At its core, Jormungand is a politically charged action series, where Koko Jonah is but a witness to Koko’s dealing of weapons that often shift the balance in wars between powerful nations. Every deal, every job is a tightly woven experience that blends the world of politics and business with the inevitable firefights between those who deal death on a daily basis. There are undertones of larger machinations, but they never seem to undermine the experiences occurring in the here and now. Instead, they complement and enhance the experience, and make the world the characters inhabit seem all the more real.
When the bullets aren’t flying and the deals aren’t on the table, though, the show adopts a surprisingly laid back stance. With a tone that mirrors many slice-of-life shows on the market, Jormungand seems to really revel in its more mundane experiences. Simple moments, like mealtimes and shopping trips, are spiced up by friendly jokes and surprisingly funny visual comedy. The light-hearted segments play wonderfully off of the more serious moments, creating a clear contrast that really sells the idea that, while Koko and her crew are black-market arms dealers, they’re far from inhuman monsters.
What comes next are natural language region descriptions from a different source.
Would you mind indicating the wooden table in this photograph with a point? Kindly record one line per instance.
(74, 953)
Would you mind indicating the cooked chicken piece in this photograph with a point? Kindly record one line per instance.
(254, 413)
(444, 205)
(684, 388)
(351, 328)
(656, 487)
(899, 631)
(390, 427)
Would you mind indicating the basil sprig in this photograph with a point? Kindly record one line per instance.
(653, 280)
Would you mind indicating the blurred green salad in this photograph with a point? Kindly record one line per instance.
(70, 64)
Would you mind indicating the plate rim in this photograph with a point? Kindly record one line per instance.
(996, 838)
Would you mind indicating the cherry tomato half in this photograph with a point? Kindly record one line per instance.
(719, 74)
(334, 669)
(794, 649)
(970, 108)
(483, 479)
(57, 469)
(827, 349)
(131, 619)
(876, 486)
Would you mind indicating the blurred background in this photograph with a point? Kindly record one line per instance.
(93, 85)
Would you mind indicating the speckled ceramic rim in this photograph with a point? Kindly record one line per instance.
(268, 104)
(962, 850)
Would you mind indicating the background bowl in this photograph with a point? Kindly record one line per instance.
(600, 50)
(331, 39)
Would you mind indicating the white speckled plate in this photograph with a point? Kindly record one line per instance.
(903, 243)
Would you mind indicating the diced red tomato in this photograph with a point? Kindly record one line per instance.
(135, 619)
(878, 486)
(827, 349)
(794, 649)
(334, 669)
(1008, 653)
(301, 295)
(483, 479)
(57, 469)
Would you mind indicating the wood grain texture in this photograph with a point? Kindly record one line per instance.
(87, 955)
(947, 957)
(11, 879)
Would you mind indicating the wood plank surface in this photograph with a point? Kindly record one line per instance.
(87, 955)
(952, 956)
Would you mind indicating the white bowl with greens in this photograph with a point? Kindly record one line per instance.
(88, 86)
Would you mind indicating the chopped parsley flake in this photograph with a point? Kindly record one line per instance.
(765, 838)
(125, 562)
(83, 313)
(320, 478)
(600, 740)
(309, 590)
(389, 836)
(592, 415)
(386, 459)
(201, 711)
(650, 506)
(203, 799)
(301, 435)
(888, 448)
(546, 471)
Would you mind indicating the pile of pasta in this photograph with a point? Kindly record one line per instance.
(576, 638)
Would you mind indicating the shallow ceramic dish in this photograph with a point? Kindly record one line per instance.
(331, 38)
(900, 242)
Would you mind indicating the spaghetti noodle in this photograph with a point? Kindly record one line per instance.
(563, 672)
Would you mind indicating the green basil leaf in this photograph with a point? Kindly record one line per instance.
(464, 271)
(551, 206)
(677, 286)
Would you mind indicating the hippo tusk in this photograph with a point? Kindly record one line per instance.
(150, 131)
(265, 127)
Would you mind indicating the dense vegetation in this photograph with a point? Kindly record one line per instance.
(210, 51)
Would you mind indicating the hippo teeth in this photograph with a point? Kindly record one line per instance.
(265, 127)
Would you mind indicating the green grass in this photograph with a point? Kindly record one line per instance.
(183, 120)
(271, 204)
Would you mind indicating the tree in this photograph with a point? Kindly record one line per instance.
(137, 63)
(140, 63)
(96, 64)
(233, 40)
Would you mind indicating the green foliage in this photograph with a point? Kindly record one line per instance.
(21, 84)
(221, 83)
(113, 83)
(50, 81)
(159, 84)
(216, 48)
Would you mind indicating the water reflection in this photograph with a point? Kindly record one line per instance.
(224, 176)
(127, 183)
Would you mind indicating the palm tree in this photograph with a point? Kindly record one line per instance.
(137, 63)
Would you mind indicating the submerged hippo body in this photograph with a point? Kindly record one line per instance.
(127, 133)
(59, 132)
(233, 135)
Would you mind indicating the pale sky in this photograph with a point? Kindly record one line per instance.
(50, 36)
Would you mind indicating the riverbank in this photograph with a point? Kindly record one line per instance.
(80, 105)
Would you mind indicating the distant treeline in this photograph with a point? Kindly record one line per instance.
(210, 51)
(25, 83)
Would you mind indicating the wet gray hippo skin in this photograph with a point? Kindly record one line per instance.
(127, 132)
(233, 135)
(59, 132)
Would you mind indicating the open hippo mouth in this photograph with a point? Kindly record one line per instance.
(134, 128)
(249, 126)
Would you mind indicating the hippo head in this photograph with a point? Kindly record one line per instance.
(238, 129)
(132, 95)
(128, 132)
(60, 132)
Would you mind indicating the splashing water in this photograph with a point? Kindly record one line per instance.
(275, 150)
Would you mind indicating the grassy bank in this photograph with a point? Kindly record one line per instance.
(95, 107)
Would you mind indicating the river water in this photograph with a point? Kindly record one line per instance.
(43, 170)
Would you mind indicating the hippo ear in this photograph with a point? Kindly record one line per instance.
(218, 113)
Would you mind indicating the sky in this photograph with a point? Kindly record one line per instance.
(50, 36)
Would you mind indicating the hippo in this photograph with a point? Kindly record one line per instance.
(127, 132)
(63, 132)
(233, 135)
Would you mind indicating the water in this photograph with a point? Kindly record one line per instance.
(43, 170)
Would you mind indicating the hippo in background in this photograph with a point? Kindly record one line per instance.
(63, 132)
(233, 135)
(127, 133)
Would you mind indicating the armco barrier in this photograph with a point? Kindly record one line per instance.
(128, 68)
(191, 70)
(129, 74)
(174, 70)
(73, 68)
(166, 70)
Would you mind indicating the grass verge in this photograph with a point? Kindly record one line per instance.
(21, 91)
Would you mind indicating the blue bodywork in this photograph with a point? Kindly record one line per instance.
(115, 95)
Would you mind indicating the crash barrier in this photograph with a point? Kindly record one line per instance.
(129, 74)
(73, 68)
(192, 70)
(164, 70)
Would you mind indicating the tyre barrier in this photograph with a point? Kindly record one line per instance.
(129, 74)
The experience is truly brought to live by a charming cast. Koko and her band of bodyguards are a bunch of lovable rogues, who are able to worm their way into the hearts of even the most hardened audience with their quirks and eccentricities. Koko herself, while a skilled negotiator and fearless actor, is prone to over-dramatic outbursts, complete with flailing gestures and goofy factial expressions. Lehm, in contrast, is a laid-back operator whse charming smile and dry sense of humor belie the skills of a master sniper. And then there’s Valmet, whose one-sided romance toward Koko hides her true ferocity and knife skills.
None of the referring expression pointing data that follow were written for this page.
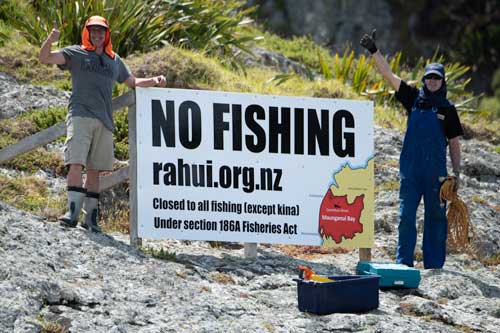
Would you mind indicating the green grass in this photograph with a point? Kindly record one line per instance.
(187, 69)
(160, 254)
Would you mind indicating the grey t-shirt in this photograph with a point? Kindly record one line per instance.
(93, 78)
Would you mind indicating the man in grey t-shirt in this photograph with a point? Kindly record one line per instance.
(94, 68)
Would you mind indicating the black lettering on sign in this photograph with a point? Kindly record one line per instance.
(339, 137)
(163, 124)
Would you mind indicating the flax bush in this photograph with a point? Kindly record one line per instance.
(137, 26)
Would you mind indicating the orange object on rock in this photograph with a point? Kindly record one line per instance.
(308, 274)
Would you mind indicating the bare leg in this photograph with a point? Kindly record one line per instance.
(91, 202)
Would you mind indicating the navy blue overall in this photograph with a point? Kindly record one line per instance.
(422, 162)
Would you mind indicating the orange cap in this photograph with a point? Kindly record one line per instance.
(87, 44)
(97, 20)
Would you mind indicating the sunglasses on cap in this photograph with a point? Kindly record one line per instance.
(432, 77)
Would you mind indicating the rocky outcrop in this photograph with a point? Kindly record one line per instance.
(330, 22)
(85, 282)
(88, 282)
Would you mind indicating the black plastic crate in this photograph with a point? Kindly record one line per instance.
(355, 293)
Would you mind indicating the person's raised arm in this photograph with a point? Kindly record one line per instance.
(51, 57)
(368, 42)
(155, 81)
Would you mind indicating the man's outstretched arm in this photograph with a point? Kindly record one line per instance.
(155, 81)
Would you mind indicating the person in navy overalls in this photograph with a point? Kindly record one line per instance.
(433, 123)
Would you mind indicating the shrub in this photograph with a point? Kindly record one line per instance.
(212, 26)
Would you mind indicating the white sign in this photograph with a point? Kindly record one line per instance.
(254, 168)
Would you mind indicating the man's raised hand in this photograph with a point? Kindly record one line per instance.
(54, 34)
(368, 42)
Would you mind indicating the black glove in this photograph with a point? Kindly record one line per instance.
(368, 42)
(456, 184)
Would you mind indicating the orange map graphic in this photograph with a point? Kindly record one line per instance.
(338, 218)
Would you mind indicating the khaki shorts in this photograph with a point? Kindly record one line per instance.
(89, 143)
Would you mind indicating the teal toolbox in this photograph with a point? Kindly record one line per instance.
(391, 274)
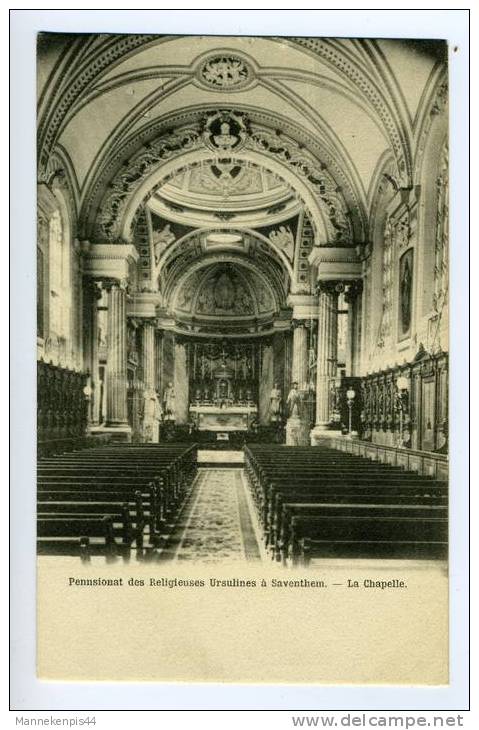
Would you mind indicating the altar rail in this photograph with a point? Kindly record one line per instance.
(423, 462)
(61, 408)
(425, 413)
Similarly, the antagonists that Koko and company face are charmismatic, fascinating individuals. Like Koko and company, they’re not necessarily evil, but instead reside in the moral grey area. They’re ruthless players that aren’t afraid to do horrific things, though they also show a depth of character that begs a closer look. Whether it’s the arrogant, yet resourceful CIA Agent Scarecrow, the or the ruthless arms trader Guoming Chen, the majority of the show’s antagonists are intriguing individuals who just beg to be explored.
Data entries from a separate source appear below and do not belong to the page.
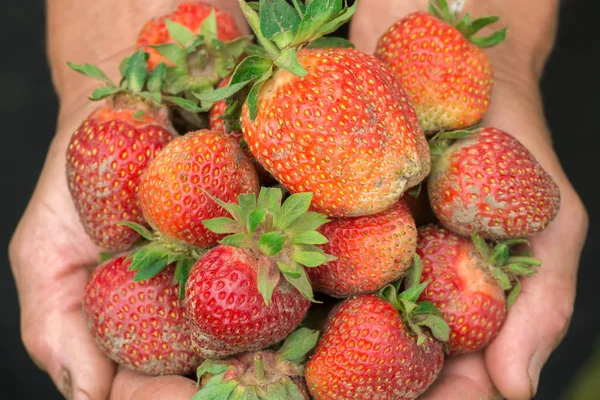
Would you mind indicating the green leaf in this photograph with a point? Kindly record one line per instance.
(439, 328)
(298, 344)
(241, 240)
(310, 237)
(271, 243)
(136, 71)
(103, 92)
(292, 208)
(173, 52)
(91, 71)
(502, 278)
(489, 41)
(288, 60)
(279, 21)
(223, 225)
(309, 258)
(308, 222)
(179, 33)
(255, 218)
(330, 42)
(268, 278)
(512, 296)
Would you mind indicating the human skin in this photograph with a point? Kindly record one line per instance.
(51, 256)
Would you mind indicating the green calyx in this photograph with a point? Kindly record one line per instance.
(283, 236)
(416, 315)
(135, 81)
(282, 30)
(151, 258)
(261, 375)
(200, 61)
(468, 28)
(505, 264)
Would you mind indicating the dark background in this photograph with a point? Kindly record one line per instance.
(571, 88)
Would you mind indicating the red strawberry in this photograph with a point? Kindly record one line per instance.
(371, 252)
(140, 325)
(236, 297)
(108, 153)
(227, 310)
(467, 284)
(261, 375)
(489, 183)
(191, 15)
(368, 352)
(334, 122)
(174, 188)
(442, 67)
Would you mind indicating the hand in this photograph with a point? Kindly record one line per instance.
(537, 322)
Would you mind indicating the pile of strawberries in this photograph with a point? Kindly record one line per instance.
(236, 182)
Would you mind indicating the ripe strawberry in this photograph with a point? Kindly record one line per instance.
(489, 183)
(140, 325)
(334, 122)
(108, 153)
(173, 190)
(261, 375)
(191, 15)
(467, 283)
(236, 299)
(371, 252)
(368, 352)
(442, 67)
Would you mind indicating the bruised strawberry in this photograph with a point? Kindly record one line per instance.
(139, 325)
(371, 252)
(442, 67)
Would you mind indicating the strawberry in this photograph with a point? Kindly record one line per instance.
(467, 283)
(191, 15)
(139, 325)
(487, 182)
(371, 252)
(260, 375)
(334, 122)
(442, 67)
(235, 297)
(368, 351)
(109, 151)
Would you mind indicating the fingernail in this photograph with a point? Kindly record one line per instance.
(534, 370)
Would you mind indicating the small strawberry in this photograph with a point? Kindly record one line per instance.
(140, 325)
(371, 252)
(442, 67)
(110, 150)
(334, 122)
(467, 283)
(488, 183)
(260, 375)
(370, 350)
(235, 297)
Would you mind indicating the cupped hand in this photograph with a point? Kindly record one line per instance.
(510, 367)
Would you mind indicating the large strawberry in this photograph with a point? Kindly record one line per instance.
(334, 122)
(487, 182)
(110, 150)
(140, 325)
(235, 296)
(260, 375)
(467, 283)
(376, 348)
(441, 64)
(371, 252)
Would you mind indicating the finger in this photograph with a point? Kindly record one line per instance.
(130, 385)
(465, 378)
(538, 320)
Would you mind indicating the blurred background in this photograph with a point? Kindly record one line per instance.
(571, 88)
The show is tied together by a visual style that proves to be as attractive as it is gruesome. Exotic landscapes, from German villages to African war zones, are brought to life with a clean visual style that simply gushes with personality. Each location has a wonderful, lived-in feeling that makes fantastic use of color. The character designs are interesting, in the sense that they revel in their imperfections. There are no supermodels, in the sense that no single character fits cleanly into the “sex object” category. Characters like Valmet and Lehm proudly wear their scars and their injuries, while Koko herself is typically wearing a twisted Cheshire Cat-like grin that is equally unsettling as it is intriguing. The mercenaries, as lively as they are, have the thousand yard stares of those who have seen hell, their irises blank and emotionless in comparison to those of the non-combatants in the series. The show’s animation is impressive, especially in the heat of battle, where bullets fly and blood spatters like paint in gorgeously choreographed segments. Valmet’s knife-work is particularly fun to observe, as it seems more like a gory dance at times than a straight-forward battle.
Jormungand is one of those rare shows that just commands attention from onlookers. The show’s blend of charming characters, political intrigue, and white-knuckle action is instantly appealing, and ensures that viewers will be crying for “just one more episode” until the final credits roll.